Simple explanation of recursive

zhaozj2021-02-16  48

The simplest recursive has such a form

Fn = a | fn

Its result is A

The calculation process is as follows, it is a mathematical inductive method.

Recursor number) Expression 1) Fn = a2) Fn = fn = a .... n) fn = fn = ... (n - 1 time) = fn = a

So fn = a

Write into C language is: #define a 1

INT FN (INT N) {IF (n == 0) RETURN A; RETURN FN (N - 1)}

n == 0 is a recursive termination condition. When it is enabled, A is called an absorbent sub-, and Fn is a recursive process.

When the absorbers do not contain a recursive process (direct or indirect), it is referred to as limited recursive.
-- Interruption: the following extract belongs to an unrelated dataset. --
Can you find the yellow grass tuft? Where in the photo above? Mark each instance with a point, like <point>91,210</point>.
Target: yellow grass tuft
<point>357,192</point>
The recursion in programming must be limited recursive.

Regardless of how the recursive process is defined, it produces an absorption. The entire recursive process is actually generating a parameter number A = = {Fn (n = 1), Fn (n = 2), .... fn (n = N-1)}. The result is a function of argument as an argument by the absorption sub-and parameter number: f (a, a).

In the above example, the parameters of Fn (n) are n, and the parameter number is a = {n, n - 1, n - 2, ..., 0} function f (x, y) = x. So the result is 0.

Again for example:

Void Fn (int N, int sum) {IF (n == 0) return;

Printf ("N =% D, SUM =% D", N, SUM) Fn (N - 1, SUM N); Printf ("N =% D, Sum =% D", N, Sum)}

This recursive process A = = {n, sum}, {n - 1, sum n}, {n - 2, sum n n - 1}, ... {0, SUM N * N - 1 - 2 ... - (n - 1)} a = empty

F (x, y) = empty.

The result is just to print a number of A number

However, this example illustrates a problem, f (x, y) actually works twice. The first time A order, the second time A is in the reverse order.

The first time occurred in the generation of a diameter, the second occurs in the process of destroying A. In fact, it illustrates the recursive stack nature.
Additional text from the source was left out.